Manchmal ist das Treppenhaus eine große Halle und es sind nicht Treppen, die die Wohnungen miteinander verbinden. An den sich gegenüberliegenden Wänden befinden sich große Räder, Räder so groß wie das Haus. Das ist meist dann der Fall, wenn Herr Pasilienherb sehr viele Nachbarn hat. Von jeder Etage aus kann man dem Rad zusteigen. Dazu betritt man dessen Radschaufeln, wie man sie von alten Mühlen- oder Wasserrädern kennt. Da das Rad sich dreht, kann man jederzeit auf der gewünschten Etage wieder aussteigen. Dass das zwar praktikabel klingt, aber eigentlich gar nicht funktionieren kann, trifft hier nicht zu. Es funktioniert.

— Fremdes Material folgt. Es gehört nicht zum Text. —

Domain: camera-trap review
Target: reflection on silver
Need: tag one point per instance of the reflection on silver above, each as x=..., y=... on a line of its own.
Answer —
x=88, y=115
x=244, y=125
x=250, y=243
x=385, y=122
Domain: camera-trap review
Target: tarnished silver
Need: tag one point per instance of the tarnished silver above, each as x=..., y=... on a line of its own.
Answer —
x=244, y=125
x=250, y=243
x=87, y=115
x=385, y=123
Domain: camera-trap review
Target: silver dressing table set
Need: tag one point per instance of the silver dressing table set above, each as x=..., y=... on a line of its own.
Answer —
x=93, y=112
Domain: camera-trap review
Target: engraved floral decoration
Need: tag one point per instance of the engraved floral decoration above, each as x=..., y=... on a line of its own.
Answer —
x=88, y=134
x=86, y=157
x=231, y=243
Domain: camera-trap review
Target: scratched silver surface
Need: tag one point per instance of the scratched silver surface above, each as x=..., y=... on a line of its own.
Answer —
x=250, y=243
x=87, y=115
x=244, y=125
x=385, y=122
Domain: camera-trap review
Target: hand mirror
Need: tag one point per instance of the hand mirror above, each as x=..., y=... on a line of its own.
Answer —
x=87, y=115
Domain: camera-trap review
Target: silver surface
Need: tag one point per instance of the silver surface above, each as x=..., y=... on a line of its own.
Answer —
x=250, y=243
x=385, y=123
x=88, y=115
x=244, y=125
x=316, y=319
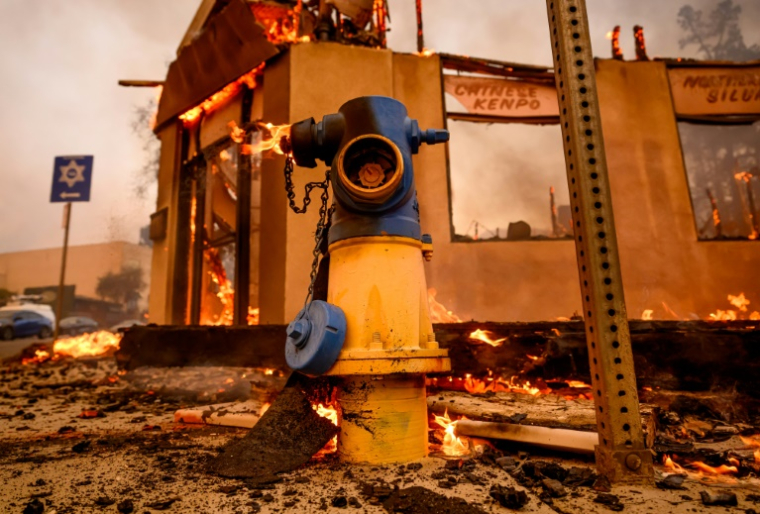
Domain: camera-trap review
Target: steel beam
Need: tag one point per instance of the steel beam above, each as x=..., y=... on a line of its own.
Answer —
x=243, y=225
x=621, y=455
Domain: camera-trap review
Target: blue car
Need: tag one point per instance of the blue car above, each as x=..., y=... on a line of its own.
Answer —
x=15, y=324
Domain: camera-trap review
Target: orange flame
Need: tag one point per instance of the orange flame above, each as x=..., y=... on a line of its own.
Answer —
x=154, y=116
x=740, y=302
x=486, y=336
x=217, y=99
x=452, y=445
x=88, y=345
x=271, y=138
x=331, y=413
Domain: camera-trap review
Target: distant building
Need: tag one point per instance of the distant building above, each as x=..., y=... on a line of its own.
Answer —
x=37, y=272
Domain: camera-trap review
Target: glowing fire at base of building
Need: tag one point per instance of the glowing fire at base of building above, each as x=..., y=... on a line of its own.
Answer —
x=452, y=445
x=88, y=345
x=331, y=413
x=703, y=472
x=485, y=336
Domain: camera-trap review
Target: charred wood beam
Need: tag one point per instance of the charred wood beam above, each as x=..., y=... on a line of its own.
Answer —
x=677, y=355
x=243, y=233
x=493, y=67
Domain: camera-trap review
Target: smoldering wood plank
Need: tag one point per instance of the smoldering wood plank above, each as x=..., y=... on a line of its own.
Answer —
x=548, y=411
x=678, y=355
x=170, y=346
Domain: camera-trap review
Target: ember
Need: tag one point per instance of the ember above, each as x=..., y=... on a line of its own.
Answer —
x=329, y=412
x=217, y=99
x=486, y=337
x=94, y=344
x=452, y=445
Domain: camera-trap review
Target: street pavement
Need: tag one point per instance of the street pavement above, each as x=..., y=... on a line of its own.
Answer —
x=14, y=347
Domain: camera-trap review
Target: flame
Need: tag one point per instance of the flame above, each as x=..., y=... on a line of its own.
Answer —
x=486, y=337
x=720, y=470
x=154, y=116
x=193, y=210
x=281, y=25
x=271, y=139
x=438, y=312
x=331, y=413
x=217, y=99
x=87, y=345
x=40, y=356
x=672, y=466
x=744, y=176
x=225, y=293
x=740, y=302
x=452, y=445
x=704, y=471
x=236, y=133
x=479, y=386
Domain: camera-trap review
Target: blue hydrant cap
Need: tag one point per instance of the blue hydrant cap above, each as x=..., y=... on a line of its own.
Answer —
x=315, y=338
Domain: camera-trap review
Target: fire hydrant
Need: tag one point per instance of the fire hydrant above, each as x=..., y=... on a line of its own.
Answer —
x=374, y=331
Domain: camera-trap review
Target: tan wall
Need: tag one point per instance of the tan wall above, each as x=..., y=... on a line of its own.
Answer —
x=500, y=281
x=84, y=265
x=162, y=263
x=661, y=257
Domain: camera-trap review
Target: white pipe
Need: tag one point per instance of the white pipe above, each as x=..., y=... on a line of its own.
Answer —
x=552, y=438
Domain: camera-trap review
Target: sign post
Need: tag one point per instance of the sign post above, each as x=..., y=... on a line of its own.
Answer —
x=72, y=178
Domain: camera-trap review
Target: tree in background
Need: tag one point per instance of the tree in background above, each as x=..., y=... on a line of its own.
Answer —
x=123, y=287
x=717, y=34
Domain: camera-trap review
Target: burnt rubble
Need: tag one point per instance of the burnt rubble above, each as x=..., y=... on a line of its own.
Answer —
x=126, y=454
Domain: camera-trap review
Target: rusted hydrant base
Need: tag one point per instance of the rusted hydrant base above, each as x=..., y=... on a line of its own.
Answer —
x=383, y=419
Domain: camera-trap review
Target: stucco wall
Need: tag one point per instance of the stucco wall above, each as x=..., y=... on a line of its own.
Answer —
x=662, y=259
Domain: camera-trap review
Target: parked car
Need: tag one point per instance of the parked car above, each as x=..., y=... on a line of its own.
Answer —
x=23, y=305
x=22, y=323
x=76, y=325
x=126, y=324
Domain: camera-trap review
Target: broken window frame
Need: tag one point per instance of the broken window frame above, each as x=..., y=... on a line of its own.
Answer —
x=486, y=68
x=198, y=168
x=727, y=120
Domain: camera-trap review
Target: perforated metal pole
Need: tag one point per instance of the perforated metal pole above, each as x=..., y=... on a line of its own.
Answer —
x=621, y=454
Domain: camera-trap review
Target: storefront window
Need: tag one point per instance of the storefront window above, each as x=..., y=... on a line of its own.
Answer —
x=508, y=182
x=723, y=169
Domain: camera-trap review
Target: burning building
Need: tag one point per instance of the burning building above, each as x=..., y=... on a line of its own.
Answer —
x=237, y=110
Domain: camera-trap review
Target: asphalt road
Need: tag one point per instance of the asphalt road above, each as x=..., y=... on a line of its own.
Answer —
x=14, y=347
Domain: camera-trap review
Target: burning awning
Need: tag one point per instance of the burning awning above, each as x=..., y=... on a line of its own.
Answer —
x=231, y=45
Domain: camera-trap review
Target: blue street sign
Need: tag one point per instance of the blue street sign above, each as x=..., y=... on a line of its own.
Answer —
x=72, y=178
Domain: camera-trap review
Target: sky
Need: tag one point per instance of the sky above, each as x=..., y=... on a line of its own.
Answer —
x=61, y=61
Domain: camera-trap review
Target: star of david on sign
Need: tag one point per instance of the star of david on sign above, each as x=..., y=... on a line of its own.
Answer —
x=72, y=173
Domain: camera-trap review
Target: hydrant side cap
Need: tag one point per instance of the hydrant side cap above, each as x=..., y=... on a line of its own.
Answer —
x=327, y=333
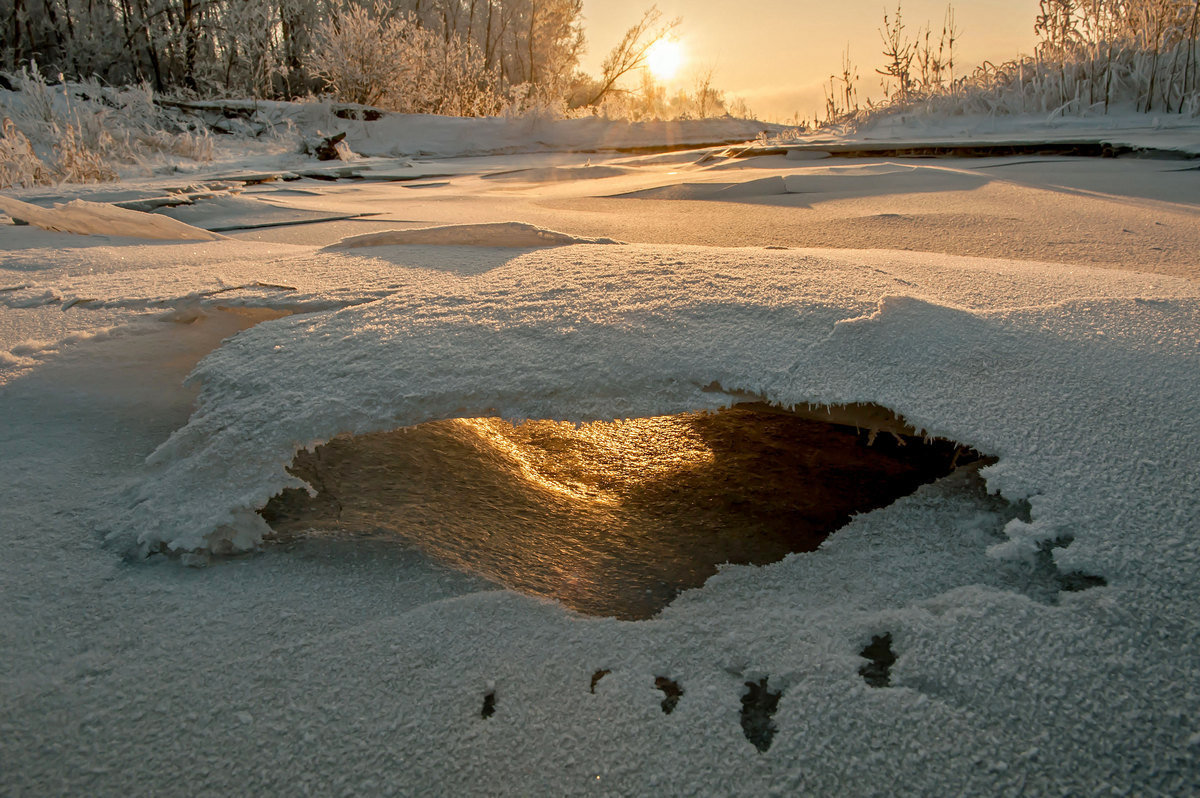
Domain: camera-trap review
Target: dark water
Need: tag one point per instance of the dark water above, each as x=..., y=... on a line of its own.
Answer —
x=610, y=519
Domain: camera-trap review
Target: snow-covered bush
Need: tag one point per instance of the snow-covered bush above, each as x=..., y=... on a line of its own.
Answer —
x=373, y=57
x=1092, y=57
x=84, y=132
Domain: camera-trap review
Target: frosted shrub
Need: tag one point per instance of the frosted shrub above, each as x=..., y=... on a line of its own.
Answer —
x=82, y=132
x=363, y=55
x=375, y=58
x=19, y=165
x=77, y=162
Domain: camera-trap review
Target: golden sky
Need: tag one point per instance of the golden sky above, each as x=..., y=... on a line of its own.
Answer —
x=778, y=54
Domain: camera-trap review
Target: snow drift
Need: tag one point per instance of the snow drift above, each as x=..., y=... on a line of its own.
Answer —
x=1008, y=358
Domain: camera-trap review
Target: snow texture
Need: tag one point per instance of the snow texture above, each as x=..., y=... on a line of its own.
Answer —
x=101, y=219
x=349, y=666
x=496, y=234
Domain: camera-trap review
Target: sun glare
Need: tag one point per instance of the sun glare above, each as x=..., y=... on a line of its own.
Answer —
x=664, y=59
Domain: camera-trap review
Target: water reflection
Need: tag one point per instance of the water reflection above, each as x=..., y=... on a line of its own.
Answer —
x=610, y=517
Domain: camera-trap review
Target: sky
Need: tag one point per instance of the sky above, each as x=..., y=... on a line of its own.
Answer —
x=779, y=54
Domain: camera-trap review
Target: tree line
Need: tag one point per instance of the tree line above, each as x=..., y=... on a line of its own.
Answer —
x=418, y=55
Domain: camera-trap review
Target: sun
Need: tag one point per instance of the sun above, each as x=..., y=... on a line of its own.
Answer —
x=664, y=58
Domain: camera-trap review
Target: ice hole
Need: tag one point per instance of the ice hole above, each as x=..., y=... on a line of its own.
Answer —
x=613, y=519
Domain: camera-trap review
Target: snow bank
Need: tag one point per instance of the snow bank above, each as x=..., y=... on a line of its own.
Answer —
x=1167, y=132
x=417, y=135
x=101, y=219
x=496, y=234
x=1008, y=358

Manchmal fährt Herr Pasilienherb mit dem Fahrstuhl. Das tut er aber nicht gerne, da sich der Boden des Fahrstuhls bewegt. Die sich diagonal gegenüberliegenden Ecken bilden eine Wippe – und verhalten sich auch so. Es kommt vor, dass Herr Pasilienherb in der Ecke des Fahrstuhls steht, die sich nach unten Richtung Abgrund bewegt. Auf die Weise ist ihm noch nie etwas zugestoßen, aber dennoch macht es ihm sehr große Angst, da er in den Schacht hinabstürzen könnte. Trotz dieser großen Gefahr verhalten sich die Fahrstühle nicht ungewöhnlich.

Nicht jeder von ihnen führt in jedes Stockwerk. Man muss genau wissen, welchen Aufzug man nehmen muss, um das gewünschte Stockwerk zu erreichen. Einmal wollte Herr Pasilienherb nach ganz oben, weil dort seine Wohnung war. Dazu musste er zunächst einen ganz bestimmten Aufzug nehmen, der in eine verstaubte Kaufhaus-Etage führte. Von da aus musste er durch das Kaufhaus zu einer äußerst engen Wendeltreppe, die teilweise stufenlos war. Diese Lücken musste er durch Klettern überwinden. Dies machte seine Wohnung eigentlich unbewohnbar. Doch tatsächlich empfand Herr Pasilienherb es nicht als ungewöhnlich: Es war normal. Beschwerlich und angsterfüllend, aber normal.

Das ist die Welt, die Herrn Pasilienherb umgibt. Herr Pasilienherb tritt ihr immer mit Angst entgegen, doch es ist die normale Welt.